Rejeter cet état de fait serait faire preuve d’émotion aux dépens de la raison, une critique facile, faite envers toutes les luttes sociales. La militante écologiste Greta Thunberg, par exemple, est souvent traitée « d’hystérique” ou « d’extrémiste », ce qui permet de ne pas lui répondre sur le fond. Maude Grégoire déplore qu’on voie les activistes animalistes comme des « mémères à chat », encore une vision teintée de sexisme. Lucie Wiart explique le rapport différent des jeunes aux animaux par le « déclin d’une vision du monde encore empreinte de catholicisme. » Cela aurait permis l’éclosion de nouveaux imaginaires ne mettant plus l’homme au sommet de la pyramide. Les jeunes sont d’ailleurs beaucoup plus nombreux à opter pour le végétarisme que leurs aînés.
Évidemment, l’animalisme fait face à son lot de critiques, y compris au sein du Peacock Café.
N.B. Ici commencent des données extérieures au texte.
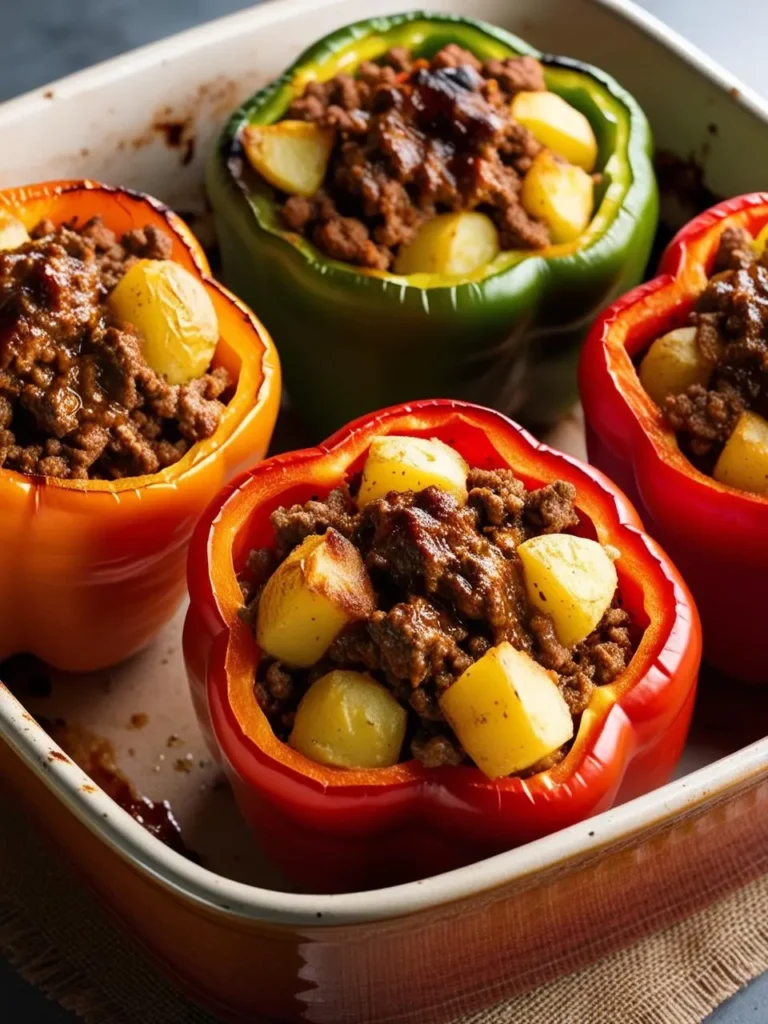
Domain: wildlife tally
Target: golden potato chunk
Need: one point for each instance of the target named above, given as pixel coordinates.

Quand on l’interroge sur le poids de la tradition, notamment dans la corrida, la réponse de Maud Grégoire fuse : « ça ne me semble pas un argument recevable pour justifier la violence. » La question épineuse des compléments alimentaires, que certaines personnes ne consommant pas de viande doivent prendre, ne l’embarrasse pas non plus :« Notre alimentation est déjà complémentée sans que nous nous en rendions compte, j’assume totalement si certains doivent prendre de la vitamine B12 en supplément. »
Longtemps relégués au second plan, les militants de la cause animale semblent réussir à se faire entendre de plus en plus, notamment par les jeunes générations. Reste à voir s’ils pourront avoir un réel impact politique.